In 1872, poet Edward Lear published More Nonsense, a collection of limericks. Lear’s scratchy black-and-white line drawings portrayed all manner of grotesque persons engaged in bizarre behaviour, from teaching fish to walk to eating weird things to strange manners of locomotion. In 1878, the English artist Kate Greenaway published Under the Window: Pictures and Rhymes for Children, which evoked landscapes of sunshine and marigolds, the village green, and pretty dancing children in bonnets and pinafores.
In these two products of Victorian children’s literature we are given completely different views of childhood. Greenaway’s world is safe, graceful, and earnest. Lear’s is dangerous, edgy, and hilarious. In every era we see these opposite approaches to the nature of children and what is appropriate for them. My days in the library suggested to me that, while adults think it is one extreme or the other, most kids enjoy a healthy helping of both.
Author-illustrator Elly MacKay’s Shadow Chasers is firmly in the Greenaway tradition. Three lovely, graceful children leave their cozy cottage and head out to a path through the woods at twilight. As the light fades they dance through the forest, chasing elusive shadows until those shadows move into another world. It’s a classic bedtime reverie. The language is simple and rhythmical, and each turn of the page maintains the energy.
The medium of MacKay’s art is innovative: cut-paper figures pose against multi-layered background scenes set up in a miniature theatre; they are then lit creatively and photographed. In theory this should be a perfect approach to a story about shadows, but the problem is the lighting. In earlier spreads, in which the light is brighter, the children’s figures stand out crisply against the impressionistic background in a way that creates depth and mystery. But as evening falls, the colours begin to muddy and the figures lose focus and become blurry. The result is a move from sweet to sentimental, from a story about three particular children and their gentle adventure to a general idea about childhood.

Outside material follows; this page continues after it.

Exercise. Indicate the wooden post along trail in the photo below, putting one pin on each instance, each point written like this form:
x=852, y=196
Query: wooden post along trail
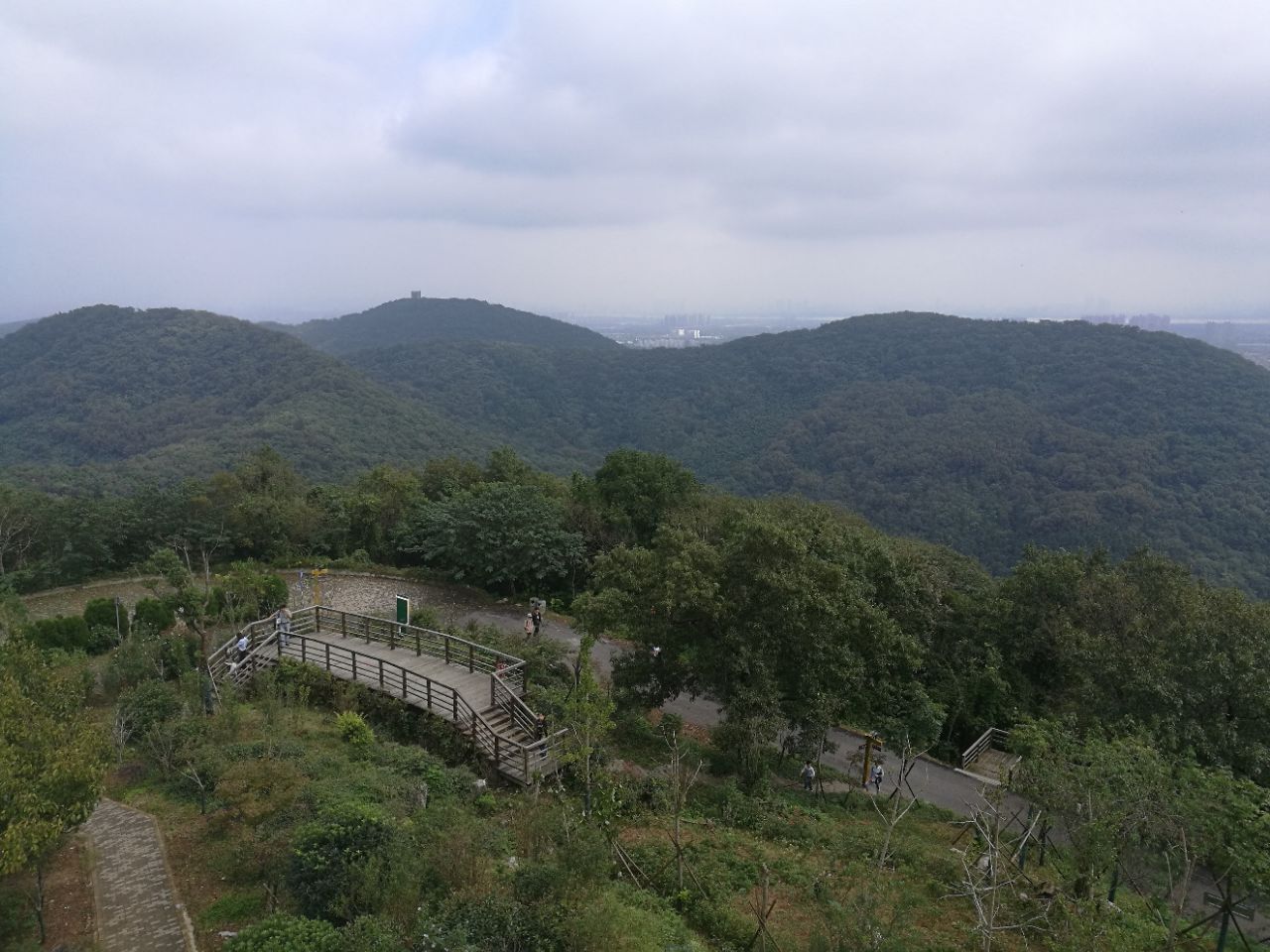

In Julia, Child, author Kyo Maclear and illustrator Julie Morstad present a view of childhood in which the young are more integrated into the adult world, more knowing, and more sophisticated. As in her 2012 picture book, Virginia Wolf, Maclear works in a genre that I believe she has invented: the fictional childhood anecdote of a famous person. Here she takes elements from the life of chef Julia (no-comma) Child and transposes them to the childhood of a little girl, also named Julia.
Readers of Child’s works will remember her description of her first, life-changing meal in France – sole meunière, “heaven to eat” – when she was 36 years old. Maclear gives this experience to a little girl who looks to be about four. Similarly, when Child was 37 she met Simone “Simca” Beck, a French woman who would become her close friend and cookbook collaborator. Maclear and Morstad move this friendship back to childhood, presenting Julia and Simca as two skinny young girls who go to the market, take cooking classes, and work hard at becoming chefs.
The girls observe that adults seem “wary and worried, hectic and hurried,” so they take it upon themselves to invent recipes for growing younger. Their dinner, which includes “a golden compote of fresh peaches, sweet as summer sunlight,” is a wild success, but soon the girls discover that childish adults present a new set of problems. Balance is finally achieved through a judicious application of chocolate.
Morstad’s illustrations, which show children in full colour and adults in line-drawn black and white, are full of jokey details. A sign leading to the girls’ kitchen reads “joie de vivre this way,” Julia zips around on roller skates, the pantry includes not only fleur de sel but also a bottle of Extract of Slow Down. The cookbook the girls write is called Mastering the Art of Childhood.
What will this mean to the reader who is more likely to tackle Kraft Dinner than a cheese soufflé? Plenty. The picture of Simca joyfully tossing a generous lump of butter into a pot simmering with rainbow smells could inspire even the most unambitious of cooks. The sight of adults running amok is always a pleasure, whether it’s Lear’s Old Man on the Border who lives in the utmost disorder or an out-of-control dinner guest who wields her baguette as a cudgel. And what child has not come to the conclusion, along with Julia, that “too many grown-ups don’t have the proper ingredients”?
Here’s hoping Maclear keeps her ears open for other biographical material that might be transformed by a well-placed comma. I’ve got three suggestions, staying vaguely in the culinary world: Halle, Berry; Francis, Bacon; Wolfgang, Puck.